Healing Waters – the Story of Jessica, Wife of a Wounded Warrior

Wounded warriors are the heroes among us. Yet so often, they suffer in silence. In Episode 10, we interviewed Dave Kumlien, Trout Unlimited’s Veterans Service Partnership Western Coordinator, about his involvement with the Warriors and Quiet Waters Project. Here is a first-hand account from Jessica B., wife of a wounded warrior, about the impact a couples’ fly fishing trip had on her husband.

    I am grateful to Trout Unlimited Veterans Service Partnership for their work, their mission, and their devotion to helping Veterans and families like us. Thank you for recognizing that there is a need, and providing a relaxing and therapeutic aid through fly fishing, to help our service members find a peaceful distraction from whatever they may be facing. I have never felt so uplifted by a single group of people as I did when my husband and I were privileged to participate in a couple’s fly fishing trip to Silvertip Ranch [just north of Yellowstone National Park] through the Veterans Service Partnership

    My husband, Damein, served in the Army nine years and endured three combat tours with the 82nd Airborne division. Being the leader that he is, he carried the burden from his deployments along with the demands of our family until it became too much to bear. I watched my husband slowly disengage from us, become distant, and wrestle with matters that left him sleepless and bothered. He was hurting.

    As a spouse, it is hard to watch the person you love the most go through something you can’t fix. The more I tried to expose the problems, the longer the lengths he went to hide and dismiss them. He was trying to protect us. Damein was trying to figure out how to live with what happened, while I was trying to figure out how to deal with our newly delicate situation.

    We moved back to our home state of South Carolina after Damein was medically discharged from the Army. I could tell that he was struggling with all of the free time that retirement had granted him. Luckily, Damein was introduced to a local Project Healing Waters program run by the Mountain Bridge Trout Unlimited Chapter in Greenville, South Carolina. These folks reintroduced him to fly fishing. As Damein got more involved, I could see that there was energy to his voice. For the first time in a long time, he was excited to talk to me about fly fishing.

    He told me one night about the opportunity to go to Montana to do some fly fishing with Trout Unlimited Veterans Services Partnership. It was a couples’ trip. The first thing that came out of my mouth was, “Are you sure I can go?” The second thing I said was, “I’ve never cast a fly rod in my life!” Soon after that we left for Montana.

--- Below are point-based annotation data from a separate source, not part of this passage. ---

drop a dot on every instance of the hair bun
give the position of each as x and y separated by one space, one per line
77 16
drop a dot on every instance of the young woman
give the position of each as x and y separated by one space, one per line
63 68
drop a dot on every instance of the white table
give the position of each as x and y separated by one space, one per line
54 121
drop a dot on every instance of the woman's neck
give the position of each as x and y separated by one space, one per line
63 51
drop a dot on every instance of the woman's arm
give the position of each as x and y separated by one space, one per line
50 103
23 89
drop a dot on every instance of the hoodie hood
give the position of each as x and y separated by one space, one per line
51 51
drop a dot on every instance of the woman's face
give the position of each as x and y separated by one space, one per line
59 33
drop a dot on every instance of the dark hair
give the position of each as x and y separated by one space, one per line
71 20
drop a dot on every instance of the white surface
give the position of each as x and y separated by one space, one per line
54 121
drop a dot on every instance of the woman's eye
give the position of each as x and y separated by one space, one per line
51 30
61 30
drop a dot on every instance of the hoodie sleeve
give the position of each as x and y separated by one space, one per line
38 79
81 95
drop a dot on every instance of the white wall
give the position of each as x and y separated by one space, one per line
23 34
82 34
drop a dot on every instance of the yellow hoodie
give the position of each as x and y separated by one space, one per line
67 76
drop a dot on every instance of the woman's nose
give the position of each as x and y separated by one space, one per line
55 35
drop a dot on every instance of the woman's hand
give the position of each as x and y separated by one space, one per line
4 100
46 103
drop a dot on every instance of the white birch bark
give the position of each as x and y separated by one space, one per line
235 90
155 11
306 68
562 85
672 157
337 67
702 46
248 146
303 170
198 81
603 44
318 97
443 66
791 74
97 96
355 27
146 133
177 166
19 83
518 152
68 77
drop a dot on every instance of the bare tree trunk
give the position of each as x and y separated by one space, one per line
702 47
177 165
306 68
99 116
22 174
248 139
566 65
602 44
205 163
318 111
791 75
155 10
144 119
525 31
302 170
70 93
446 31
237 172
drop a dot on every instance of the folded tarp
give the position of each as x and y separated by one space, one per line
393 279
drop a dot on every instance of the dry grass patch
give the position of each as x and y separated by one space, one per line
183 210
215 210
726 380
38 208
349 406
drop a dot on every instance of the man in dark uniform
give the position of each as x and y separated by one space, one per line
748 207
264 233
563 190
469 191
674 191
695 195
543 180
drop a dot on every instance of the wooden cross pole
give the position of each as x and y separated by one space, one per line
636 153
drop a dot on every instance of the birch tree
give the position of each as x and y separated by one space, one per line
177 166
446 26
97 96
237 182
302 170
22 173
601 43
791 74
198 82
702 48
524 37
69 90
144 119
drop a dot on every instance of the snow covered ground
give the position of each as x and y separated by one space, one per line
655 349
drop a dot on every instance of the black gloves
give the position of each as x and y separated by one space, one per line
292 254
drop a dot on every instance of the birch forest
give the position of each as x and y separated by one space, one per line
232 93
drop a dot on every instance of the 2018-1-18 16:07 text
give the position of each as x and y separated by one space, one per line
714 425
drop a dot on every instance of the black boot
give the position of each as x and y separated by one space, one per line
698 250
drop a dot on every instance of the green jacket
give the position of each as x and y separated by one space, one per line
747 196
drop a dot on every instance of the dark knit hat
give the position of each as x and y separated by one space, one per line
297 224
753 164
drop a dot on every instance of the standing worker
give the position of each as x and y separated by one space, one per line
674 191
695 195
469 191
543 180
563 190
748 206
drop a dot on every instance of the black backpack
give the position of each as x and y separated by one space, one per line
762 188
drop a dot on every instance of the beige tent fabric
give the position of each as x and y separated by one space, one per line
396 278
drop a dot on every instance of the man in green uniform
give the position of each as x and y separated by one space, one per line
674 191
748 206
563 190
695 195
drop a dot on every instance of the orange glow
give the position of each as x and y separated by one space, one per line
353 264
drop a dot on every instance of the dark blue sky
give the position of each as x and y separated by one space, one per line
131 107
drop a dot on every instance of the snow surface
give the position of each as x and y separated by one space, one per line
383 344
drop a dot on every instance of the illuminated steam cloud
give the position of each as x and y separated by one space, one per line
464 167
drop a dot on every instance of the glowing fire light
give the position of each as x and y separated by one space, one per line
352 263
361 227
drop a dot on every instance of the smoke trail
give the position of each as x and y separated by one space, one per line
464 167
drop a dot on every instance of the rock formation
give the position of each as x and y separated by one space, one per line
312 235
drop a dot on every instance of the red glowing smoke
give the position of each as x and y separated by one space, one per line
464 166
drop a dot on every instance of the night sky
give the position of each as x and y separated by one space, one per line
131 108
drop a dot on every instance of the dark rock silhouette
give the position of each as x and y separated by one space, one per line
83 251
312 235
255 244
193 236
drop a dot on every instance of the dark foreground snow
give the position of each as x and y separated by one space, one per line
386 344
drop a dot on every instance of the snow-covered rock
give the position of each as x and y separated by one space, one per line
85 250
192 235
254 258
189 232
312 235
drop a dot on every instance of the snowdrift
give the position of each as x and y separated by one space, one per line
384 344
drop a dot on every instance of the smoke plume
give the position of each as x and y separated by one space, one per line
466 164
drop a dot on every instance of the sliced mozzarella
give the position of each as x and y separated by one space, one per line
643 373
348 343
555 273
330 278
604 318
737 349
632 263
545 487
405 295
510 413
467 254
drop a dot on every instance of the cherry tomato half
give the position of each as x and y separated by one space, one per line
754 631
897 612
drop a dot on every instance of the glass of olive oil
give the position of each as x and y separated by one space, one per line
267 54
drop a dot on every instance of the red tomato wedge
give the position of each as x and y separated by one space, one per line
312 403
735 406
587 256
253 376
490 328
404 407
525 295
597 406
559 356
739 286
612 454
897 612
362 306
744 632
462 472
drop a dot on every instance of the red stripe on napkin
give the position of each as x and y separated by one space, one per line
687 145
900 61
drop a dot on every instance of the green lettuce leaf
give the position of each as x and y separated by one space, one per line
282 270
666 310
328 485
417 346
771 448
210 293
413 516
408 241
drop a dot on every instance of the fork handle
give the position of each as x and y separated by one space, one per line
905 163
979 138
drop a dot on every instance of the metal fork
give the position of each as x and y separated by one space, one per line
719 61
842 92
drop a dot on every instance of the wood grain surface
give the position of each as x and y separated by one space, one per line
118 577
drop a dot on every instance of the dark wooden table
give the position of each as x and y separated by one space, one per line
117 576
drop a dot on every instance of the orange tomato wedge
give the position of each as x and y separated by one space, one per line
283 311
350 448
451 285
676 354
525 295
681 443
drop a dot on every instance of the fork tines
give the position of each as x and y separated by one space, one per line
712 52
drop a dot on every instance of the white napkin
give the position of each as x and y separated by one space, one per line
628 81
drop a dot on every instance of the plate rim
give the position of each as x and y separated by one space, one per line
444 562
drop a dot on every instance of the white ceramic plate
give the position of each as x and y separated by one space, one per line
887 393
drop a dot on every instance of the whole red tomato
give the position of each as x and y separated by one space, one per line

    I watched Damein on that trip. I watched him casting in the water. I watched him bubble with pride when he caught his first cutthroat trout. I watched stress roll off his body, and something was very different, but so very familiar. I saw my husband return to who he was—before his life had been affected by his time in combat.

    I understood the serenity, the focus, and the silent satisfaction that he found in fly fishing. He was enjoying life, he was enjoying people, and he was surrounded by the most beautiful landscape we had ever seen. It was a sight for my eyes to behold, and I witnessed there what a quiet river and a fly rod, could do for your soul. It was a time of reflecting and reconnecting for us, and I feel like we both had the opportunity to decompress, enjoy each other, and just breathe.

    We shared an amazing week with couples who had felt, in one way or another, the same connection to the river that we did. In the evenings, we sat around a fire, we laughed and we cried, sharing stories about the past, stories about the present, and I fell in love with this program. I fell in love with the compassion and the heart behind the work that Trout Unlimited and their partners are doing for our Veterans and their families. I fell in love with the guides who devoted themselves to work with each Veterans’ sensitive needs. I fell in love with the comradery and the brotherhood among the Veterans. I fell in love with the way it brought spouses together, so we could share our husbands’ enjoyment and healing.

    We left Montana with a renewed energy for our relationship and in turn, it has reflected beautifully on our family. I hope this program will continue to make a difference in the lives or our nation’s Veterans and their families.